Le père Giraud estime que c’est précisément cette collusion qui paralyse notre société. En d’autres termes, ce qu’il dénonce est bien la malveillance et la cupidité de certains hauts fonctionnaires qui passent des arrangements avec une poignée de puissants acteurs financiers, aux frais du contribuable.
Toutefois, le père Giraud en appelle à une réforme de l'euro et à un engagement de l'Europe en faveur d'un protectionnisme écologique et social… La règlementation des marchés financiers est à son sens «nécessaire» et le libre-échange entre pays présente un grand danger qu’il faut absolument contrôler.

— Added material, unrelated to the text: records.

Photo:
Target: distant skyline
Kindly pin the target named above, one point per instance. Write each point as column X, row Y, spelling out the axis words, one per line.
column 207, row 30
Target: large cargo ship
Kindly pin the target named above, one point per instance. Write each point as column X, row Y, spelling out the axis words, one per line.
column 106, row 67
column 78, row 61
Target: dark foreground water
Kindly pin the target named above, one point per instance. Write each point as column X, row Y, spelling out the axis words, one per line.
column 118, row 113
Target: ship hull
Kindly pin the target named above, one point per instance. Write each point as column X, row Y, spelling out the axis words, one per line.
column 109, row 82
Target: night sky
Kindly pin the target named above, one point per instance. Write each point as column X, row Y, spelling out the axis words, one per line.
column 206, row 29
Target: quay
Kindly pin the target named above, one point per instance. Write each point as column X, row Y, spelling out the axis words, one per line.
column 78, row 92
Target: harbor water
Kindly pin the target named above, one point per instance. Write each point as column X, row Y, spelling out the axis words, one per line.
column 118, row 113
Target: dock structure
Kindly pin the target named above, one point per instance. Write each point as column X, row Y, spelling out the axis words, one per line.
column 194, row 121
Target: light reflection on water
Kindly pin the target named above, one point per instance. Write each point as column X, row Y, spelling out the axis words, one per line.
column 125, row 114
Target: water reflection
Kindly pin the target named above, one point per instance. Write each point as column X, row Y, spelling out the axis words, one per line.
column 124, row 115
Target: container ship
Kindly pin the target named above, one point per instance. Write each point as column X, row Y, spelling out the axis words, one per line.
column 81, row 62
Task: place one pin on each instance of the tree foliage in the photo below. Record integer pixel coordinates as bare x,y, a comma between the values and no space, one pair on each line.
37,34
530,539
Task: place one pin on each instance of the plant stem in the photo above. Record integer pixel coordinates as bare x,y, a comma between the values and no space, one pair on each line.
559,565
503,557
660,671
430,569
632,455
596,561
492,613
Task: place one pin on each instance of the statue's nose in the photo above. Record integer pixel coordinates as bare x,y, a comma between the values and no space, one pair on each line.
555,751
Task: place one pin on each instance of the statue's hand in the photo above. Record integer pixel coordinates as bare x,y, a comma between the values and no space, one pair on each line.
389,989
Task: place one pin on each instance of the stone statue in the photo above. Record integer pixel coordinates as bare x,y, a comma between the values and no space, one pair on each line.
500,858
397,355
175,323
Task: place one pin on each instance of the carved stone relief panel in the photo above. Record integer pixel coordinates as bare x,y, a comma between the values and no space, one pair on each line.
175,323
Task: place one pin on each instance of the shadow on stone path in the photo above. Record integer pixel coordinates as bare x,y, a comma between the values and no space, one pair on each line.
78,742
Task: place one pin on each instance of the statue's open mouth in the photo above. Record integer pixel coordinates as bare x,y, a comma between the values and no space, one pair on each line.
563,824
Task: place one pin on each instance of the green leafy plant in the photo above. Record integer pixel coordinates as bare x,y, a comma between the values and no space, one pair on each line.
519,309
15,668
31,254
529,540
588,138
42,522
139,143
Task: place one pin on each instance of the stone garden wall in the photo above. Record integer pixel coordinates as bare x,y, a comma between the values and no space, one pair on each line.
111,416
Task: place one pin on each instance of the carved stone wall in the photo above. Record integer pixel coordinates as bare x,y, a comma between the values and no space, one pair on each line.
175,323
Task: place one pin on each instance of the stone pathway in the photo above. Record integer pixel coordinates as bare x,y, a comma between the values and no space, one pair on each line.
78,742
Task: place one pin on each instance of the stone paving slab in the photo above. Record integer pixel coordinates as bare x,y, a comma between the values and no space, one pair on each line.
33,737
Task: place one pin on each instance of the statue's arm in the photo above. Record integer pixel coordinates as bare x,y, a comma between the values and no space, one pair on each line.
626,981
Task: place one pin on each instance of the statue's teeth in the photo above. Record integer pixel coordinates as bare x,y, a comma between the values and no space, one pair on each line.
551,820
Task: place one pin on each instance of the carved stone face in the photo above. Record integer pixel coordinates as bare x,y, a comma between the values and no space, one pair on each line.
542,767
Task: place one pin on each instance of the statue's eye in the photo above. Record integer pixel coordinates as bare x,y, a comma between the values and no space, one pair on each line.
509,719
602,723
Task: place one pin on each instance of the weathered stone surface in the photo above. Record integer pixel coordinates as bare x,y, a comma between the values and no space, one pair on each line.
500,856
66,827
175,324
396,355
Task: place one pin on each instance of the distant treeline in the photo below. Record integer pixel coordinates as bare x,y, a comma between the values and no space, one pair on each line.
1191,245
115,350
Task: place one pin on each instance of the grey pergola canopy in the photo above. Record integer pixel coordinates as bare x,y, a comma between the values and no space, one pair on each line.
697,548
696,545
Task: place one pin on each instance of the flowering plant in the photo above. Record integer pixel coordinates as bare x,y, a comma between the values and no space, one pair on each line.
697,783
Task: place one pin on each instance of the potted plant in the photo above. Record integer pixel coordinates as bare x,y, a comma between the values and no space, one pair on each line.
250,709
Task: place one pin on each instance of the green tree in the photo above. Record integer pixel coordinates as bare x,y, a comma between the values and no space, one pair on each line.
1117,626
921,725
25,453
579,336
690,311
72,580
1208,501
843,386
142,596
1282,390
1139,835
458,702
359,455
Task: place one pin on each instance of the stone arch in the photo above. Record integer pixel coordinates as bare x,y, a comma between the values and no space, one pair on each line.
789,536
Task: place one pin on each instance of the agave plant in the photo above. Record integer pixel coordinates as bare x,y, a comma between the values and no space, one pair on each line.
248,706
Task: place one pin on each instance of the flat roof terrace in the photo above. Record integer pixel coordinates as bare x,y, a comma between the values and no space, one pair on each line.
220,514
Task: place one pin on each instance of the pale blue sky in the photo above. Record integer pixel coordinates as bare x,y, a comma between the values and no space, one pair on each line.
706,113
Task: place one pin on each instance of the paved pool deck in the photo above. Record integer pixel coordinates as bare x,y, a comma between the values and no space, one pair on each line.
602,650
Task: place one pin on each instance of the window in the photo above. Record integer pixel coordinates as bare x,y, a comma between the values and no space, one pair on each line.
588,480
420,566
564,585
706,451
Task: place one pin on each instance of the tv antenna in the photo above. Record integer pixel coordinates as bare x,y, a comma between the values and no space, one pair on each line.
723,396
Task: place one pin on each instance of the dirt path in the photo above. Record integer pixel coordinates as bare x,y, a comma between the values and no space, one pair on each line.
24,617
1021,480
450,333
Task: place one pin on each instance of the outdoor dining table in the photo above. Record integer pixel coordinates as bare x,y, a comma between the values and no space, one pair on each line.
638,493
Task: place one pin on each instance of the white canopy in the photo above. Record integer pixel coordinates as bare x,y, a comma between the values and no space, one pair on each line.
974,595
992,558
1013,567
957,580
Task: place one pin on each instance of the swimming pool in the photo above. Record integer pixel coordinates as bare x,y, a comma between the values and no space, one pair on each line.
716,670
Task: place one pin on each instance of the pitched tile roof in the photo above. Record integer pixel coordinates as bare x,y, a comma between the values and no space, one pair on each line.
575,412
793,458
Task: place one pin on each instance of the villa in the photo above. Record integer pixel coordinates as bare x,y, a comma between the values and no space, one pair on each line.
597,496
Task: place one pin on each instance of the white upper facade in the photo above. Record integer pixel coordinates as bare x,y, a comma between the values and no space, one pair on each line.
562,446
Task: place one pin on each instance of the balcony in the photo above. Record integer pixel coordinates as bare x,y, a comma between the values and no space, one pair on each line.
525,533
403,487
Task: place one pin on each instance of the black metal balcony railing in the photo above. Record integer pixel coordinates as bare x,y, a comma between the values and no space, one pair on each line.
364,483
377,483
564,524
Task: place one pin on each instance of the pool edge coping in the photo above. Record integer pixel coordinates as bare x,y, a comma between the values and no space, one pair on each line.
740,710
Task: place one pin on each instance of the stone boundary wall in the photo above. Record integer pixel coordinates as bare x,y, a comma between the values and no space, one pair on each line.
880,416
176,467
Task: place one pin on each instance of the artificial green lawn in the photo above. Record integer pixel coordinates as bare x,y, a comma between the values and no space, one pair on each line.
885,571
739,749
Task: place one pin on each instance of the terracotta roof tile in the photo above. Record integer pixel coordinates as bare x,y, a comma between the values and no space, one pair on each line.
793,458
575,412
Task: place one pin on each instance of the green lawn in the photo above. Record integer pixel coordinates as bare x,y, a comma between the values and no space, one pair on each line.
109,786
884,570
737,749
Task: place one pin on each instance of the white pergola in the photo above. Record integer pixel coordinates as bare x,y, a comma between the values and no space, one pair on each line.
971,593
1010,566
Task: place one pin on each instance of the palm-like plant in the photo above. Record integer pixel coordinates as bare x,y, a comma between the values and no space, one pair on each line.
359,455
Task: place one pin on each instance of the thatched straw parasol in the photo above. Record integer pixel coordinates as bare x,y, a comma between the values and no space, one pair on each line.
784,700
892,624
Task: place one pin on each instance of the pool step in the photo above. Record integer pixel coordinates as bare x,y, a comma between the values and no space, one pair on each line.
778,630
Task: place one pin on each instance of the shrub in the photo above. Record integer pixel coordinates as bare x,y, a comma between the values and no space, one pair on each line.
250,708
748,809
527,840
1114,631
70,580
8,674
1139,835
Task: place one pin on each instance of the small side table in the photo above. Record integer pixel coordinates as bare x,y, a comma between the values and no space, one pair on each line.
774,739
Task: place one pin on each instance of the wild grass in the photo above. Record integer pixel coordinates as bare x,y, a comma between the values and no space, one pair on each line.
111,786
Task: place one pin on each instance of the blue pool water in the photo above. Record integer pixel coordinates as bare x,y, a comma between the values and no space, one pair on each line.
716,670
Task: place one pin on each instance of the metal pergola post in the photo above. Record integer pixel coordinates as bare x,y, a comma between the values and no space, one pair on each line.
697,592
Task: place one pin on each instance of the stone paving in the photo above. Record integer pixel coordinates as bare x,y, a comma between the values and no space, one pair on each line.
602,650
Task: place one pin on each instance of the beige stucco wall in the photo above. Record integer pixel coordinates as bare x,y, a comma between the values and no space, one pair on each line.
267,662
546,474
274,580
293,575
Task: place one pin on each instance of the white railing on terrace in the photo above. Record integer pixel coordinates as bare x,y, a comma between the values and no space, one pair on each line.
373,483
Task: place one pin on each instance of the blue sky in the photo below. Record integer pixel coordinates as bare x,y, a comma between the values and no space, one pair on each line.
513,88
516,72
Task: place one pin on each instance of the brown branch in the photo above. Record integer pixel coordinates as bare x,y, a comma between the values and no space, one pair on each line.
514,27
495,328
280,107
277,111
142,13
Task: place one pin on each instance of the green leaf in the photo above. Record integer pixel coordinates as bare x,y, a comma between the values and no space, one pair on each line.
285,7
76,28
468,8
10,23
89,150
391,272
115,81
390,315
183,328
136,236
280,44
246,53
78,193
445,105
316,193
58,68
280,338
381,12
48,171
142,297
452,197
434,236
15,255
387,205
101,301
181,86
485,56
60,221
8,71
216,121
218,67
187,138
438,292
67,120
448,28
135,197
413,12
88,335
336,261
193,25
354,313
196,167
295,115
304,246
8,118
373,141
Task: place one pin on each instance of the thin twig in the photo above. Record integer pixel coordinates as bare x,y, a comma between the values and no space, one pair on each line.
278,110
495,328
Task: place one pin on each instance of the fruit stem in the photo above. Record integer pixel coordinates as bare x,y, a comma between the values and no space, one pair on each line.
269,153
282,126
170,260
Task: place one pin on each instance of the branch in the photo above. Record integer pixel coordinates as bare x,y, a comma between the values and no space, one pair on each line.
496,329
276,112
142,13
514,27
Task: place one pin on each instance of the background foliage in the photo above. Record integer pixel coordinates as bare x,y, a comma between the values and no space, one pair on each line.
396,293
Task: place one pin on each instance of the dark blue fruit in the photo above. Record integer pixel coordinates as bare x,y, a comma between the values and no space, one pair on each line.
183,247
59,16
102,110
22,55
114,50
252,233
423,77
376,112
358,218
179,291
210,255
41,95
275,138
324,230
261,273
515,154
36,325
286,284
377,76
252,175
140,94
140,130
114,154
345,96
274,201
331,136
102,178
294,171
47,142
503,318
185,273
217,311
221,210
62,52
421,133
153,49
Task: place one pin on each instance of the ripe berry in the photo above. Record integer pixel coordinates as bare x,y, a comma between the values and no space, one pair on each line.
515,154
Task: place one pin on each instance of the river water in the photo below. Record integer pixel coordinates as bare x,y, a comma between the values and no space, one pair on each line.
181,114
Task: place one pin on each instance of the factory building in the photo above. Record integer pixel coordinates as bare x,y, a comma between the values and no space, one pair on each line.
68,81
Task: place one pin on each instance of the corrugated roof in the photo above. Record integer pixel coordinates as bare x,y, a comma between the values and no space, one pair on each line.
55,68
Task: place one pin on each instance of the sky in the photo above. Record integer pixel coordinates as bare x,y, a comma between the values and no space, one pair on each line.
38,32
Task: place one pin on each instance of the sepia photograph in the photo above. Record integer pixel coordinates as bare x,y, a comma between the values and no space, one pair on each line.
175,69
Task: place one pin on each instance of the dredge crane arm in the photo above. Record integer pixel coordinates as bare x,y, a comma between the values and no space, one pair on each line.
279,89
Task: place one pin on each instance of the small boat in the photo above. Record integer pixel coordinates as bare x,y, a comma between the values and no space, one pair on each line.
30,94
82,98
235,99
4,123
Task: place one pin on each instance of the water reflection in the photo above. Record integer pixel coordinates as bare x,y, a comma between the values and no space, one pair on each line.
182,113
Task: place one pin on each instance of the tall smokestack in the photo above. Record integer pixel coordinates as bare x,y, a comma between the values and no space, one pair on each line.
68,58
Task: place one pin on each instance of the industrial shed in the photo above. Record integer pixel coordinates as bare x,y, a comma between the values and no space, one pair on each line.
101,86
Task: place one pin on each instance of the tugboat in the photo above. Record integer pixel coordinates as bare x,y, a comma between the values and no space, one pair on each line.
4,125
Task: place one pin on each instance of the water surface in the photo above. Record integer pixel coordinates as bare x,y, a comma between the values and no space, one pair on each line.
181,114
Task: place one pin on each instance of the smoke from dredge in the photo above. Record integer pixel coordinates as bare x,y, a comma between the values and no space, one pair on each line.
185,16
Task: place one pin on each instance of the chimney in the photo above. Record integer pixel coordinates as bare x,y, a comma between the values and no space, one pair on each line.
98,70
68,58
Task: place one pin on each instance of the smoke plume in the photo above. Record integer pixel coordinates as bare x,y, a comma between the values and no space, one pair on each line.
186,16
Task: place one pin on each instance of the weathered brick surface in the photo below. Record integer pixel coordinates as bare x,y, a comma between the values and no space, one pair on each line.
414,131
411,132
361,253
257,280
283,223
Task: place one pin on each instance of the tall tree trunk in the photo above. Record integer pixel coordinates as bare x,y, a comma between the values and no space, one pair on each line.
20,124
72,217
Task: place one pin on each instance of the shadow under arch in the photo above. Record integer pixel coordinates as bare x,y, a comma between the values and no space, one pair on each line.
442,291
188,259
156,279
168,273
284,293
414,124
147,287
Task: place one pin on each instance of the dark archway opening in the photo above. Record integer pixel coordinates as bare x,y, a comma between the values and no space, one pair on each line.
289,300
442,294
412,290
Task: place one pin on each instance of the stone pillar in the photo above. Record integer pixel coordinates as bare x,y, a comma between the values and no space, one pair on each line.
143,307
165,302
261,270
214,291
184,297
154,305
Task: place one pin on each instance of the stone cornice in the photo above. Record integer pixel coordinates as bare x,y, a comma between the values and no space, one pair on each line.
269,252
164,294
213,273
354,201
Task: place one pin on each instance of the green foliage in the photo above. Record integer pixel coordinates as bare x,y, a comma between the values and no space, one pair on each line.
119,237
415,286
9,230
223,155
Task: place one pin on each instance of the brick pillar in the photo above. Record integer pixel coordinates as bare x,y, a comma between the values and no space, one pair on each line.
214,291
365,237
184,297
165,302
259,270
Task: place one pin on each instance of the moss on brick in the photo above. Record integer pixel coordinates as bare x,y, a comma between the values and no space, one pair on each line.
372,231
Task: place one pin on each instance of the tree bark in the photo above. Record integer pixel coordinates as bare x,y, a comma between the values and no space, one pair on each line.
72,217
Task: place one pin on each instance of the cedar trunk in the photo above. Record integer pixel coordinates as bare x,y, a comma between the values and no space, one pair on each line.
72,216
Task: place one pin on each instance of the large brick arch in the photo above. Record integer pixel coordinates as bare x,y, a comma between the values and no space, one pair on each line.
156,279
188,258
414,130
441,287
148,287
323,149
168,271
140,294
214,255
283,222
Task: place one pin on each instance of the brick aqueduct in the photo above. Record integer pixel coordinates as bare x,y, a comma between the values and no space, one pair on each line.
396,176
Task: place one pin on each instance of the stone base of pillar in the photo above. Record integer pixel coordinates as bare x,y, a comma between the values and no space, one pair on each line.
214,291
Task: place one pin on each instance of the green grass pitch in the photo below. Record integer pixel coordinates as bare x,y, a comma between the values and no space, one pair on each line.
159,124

Un programme pour le moins étatiste, qui a quelque chose de surprenant puisque tous ses constats mettent directement en accusation les agissements peu scrupuleux des acteurs gouvernementaux.
Pour le père Robert Sirico, jésuite auteur du livre Défendre le libre-marché, le recours à encore plus d’intervention de l’État aggraverait considérablement la situation de nos sociétés, puisque l’État lui-même en est responsable, notamment par le biais du capitalisme de copinage (1) entre gouvernement et entreprises (ou banques). La solution la plus effective serait justement de se soustraire à l’imposant appareil bureaucratique qu’est l’État.
Dans les cas dénoncés par le père Giraud, les gouvernements ou la banque centrale volent au secours des grandes banques en faillite (bien souvent après avoir commis des erreurs), et ce avec l’argent des citoyens qui n’en sont pourtant pas les responsables. Le père Sirico éprouverait le même sentiment d’injustice mais préconiserait plus simplement de laisser les banques faire faillite, afin que ces dernières prennent leurs responsabilités.
Le philosophe et théologien moraliste est en effet un fervent défenseur de l’économie de marché libre. Celui-ci explique dans un article que «l’État interventionniste est loin d’avoir répondu aux attentes que l’on mettait en lui» et en dénonce les effets pervers, sur les plus pauvres notamment: «L’action gouvernementale peut entraîner en effet la création d’une bureaucratie impersonnelle dont les pauvres seront dépendants et qui finalement sera pour eux une source d’humiliation […] Dans les pays développés, les bureaucrates peuvent avoir tendance à améliorer leur situation personnelle plutôt que de s’attacher d’abord à améliorer le sort des plus pauvres. Les prélèvements fiscaux n’ayant pas de limites, ils prélèvent ainsi une part de plus en plus grande de la richesse produite par le secteur privé.»
Profitons-en pour relire ces mots de Jean-Paul II particulièrement adaptés au contexte :
«En intervenant directement et en privant la société de ses responsabilités, l’État de l’assistance provoque la déperdition des forces humaines, l’hypertrophie des appareils publics, animés par une logique bureaucratique plus que par la préoccupation d’être au service des usagers, avec une croissance énorme des dépenses. En effet, il semble que les besoins soient mieux connus par ceux qui en sont plus proches ou qui savent s’en rapprocher, et que ceux-ci soient plus à même d’y répondre».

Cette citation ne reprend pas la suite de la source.